That rich ambience and looseness with genre also defined Jhené Aiko and Bryson Tiller’s sets near the close of the show. Aiko’s songs like “Maniac” are alluring and narcotic, but she sings them with an assertiveness that stands out on pop and R&B radio. Tiller’s mix of hard-hitting trap drums and sing-speak vocals were a little more pointed, but they each spoke to a welcome openness about how R&B and hip-hop are blending in natural, innovative ways today.

For all the control and focus of the night’s earlier sets, only DJ Khaled’s show threatened to spin out. The producer and Snapchat motivational figure, as well as the most enthusiastic new parent in rap could never have appeared in any era but our own — he doesn’t perform music so much as saunter onto stages and supercharge them with his presence.
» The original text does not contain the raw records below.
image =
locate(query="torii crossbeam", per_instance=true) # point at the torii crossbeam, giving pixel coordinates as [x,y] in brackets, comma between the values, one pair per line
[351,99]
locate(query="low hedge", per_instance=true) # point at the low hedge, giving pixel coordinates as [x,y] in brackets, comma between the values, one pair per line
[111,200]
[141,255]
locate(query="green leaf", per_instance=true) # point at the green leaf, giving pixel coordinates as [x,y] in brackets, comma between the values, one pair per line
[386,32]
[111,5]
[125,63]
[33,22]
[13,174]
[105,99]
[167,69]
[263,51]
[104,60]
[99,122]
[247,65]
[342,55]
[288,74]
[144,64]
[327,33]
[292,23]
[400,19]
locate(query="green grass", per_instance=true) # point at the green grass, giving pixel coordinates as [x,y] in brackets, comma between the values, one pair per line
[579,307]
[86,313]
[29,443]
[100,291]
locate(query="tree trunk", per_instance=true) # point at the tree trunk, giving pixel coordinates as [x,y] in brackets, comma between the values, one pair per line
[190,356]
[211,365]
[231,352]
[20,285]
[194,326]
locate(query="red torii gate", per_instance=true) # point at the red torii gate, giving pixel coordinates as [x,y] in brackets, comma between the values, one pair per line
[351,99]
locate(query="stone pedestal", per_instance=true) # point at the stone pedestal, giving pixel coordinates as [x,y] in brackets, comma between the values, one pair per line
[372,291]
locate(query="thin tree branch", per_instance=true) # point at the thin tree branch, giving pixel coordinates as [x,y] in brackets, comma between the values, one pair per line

It makes for perhaps the sloppiest live show in contemporary music — he rarely gets through 30 seconds of even his biggest hits, and his reliance on special guests renders him weirdly irrelevant at his own shows. But it’s hard to totally hate a guy who will give up his headlining Staples Center show to Bell Biv Devoe and 21 Savage cameos alike. Even when the Staples Center stage preemptively started turning around before he finished his last song, it was a little endearing.

Other sets and workshops at BET Experience and the BET Awards wil probably address more of the American malaise right now. But as a diversion from all the dread right now, Friday’s show was welcome and needed.